Nonostante oggi esista un’urgenza avvertita in tutto l’Occidente postfordista, stretto in una crisi che con la globalizzazione abita ormai ogni dove, è principalmente in Francia e in Italia (con Maurizio Pallante) che si muovono movimenti ispirati alle idee di Georgescu-Roegen e al maggior teorico di seconda generazione, Serge Latouche. Una corrente influente ma poco organizzata, scriveva “Le Monde Diplomatique” nel 2009, seppur ben veicolata da Latouche, il quale dopo numerosi saggi rilancia ora con Come si esce dalla società dei consumi (Bollati Boringhieri, 2011). Compendio degli interventi precedenti, il libro chiarisce ancora una volta, anche ai diffidenti “ambienti ecologici o della sinistra radicale”, per nulla d’accordo sulla problematizzazione del concetto di crescita tout court, il senso di una proposta plurale che non è ricetta né imperativo ma “sguardo altro”, “matrice di alternative” delineata sulla scorta di Illich e Castoridias. Si tratta della trasformazione del sistema economico globale, una via di fuga in 10 punti che passa per le “8 R”, la riappropriazione del denaro e il ridimensionamento delle banche, attraverso la premessa, però, di una decolonizzazione dell’immaginario, propedeutica al reincanto del mondo; una rieducazione. Decrescita non è sinonimo di pauperismo né di sottrazione, significa economia solidale e frugalità in un ridimensionamento conviviale, sottintende ambientalismo e riciclo, scrive Latouche.

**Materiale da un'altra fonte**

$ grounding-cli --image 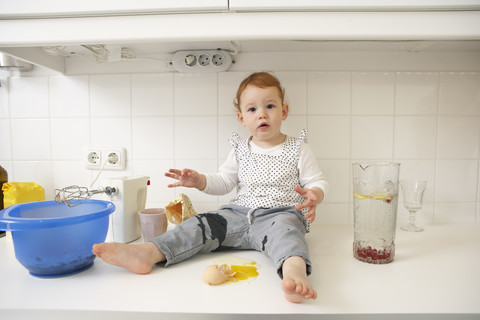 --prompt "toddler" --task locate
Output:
[93,72,328,303]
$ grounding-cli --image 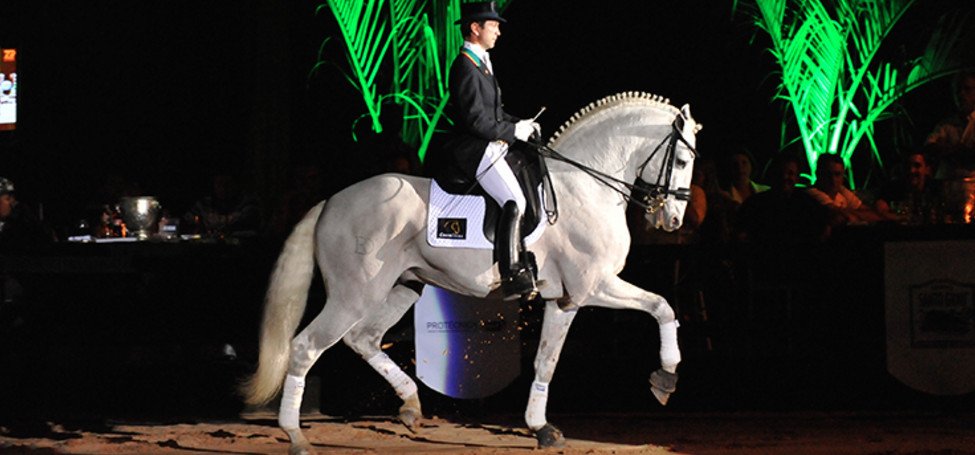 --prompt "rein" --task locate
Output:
[535,117,697,218]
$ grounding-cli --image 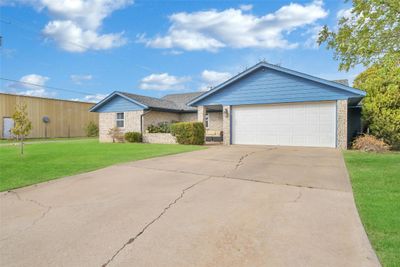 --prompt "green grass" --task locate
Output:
[0,139,204,191]
[344,151,400,266]
[0,137,98,144]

È rifiuto del bioconsumismo in nome di una nuova etica, è guerra culturale alla globalizzazione, dunque progetto politico di opposizione all’idea di sviluppo, anche quello cosiddetto “sostenibile”, di per sé un ossimoro. Premoderna, regressiva, progressista o rivoluzionaria? Controversa.
Ad oggi numerosi “movimenti” convergono su uno o più punti decrescisti, componendo una costellazione di micro-realtà che interpreta le varie istanze in gioco oscillando tra radicalità e morigeratezza, trovando univocità solo nella consapevolezza e nella spinta dal basso. Tanto complesso è il biocapitalismo quanto labirintica la forza che gli si oppone. Di certo la fase analitica è finita, siamo ormai in una condizione propositiva proiettata all’attuazione. E Latouche è ben al di là della conciliante “crescita verde”, a suo dire “diventata, a destra come a sinistra, la panacea, il cuore di un New Deal ecologico, che permette un greenwashing e il rilancio di un capitalismo rifondato, etico e responsabile, drogato con gli ormoni dell’ecobusiness.”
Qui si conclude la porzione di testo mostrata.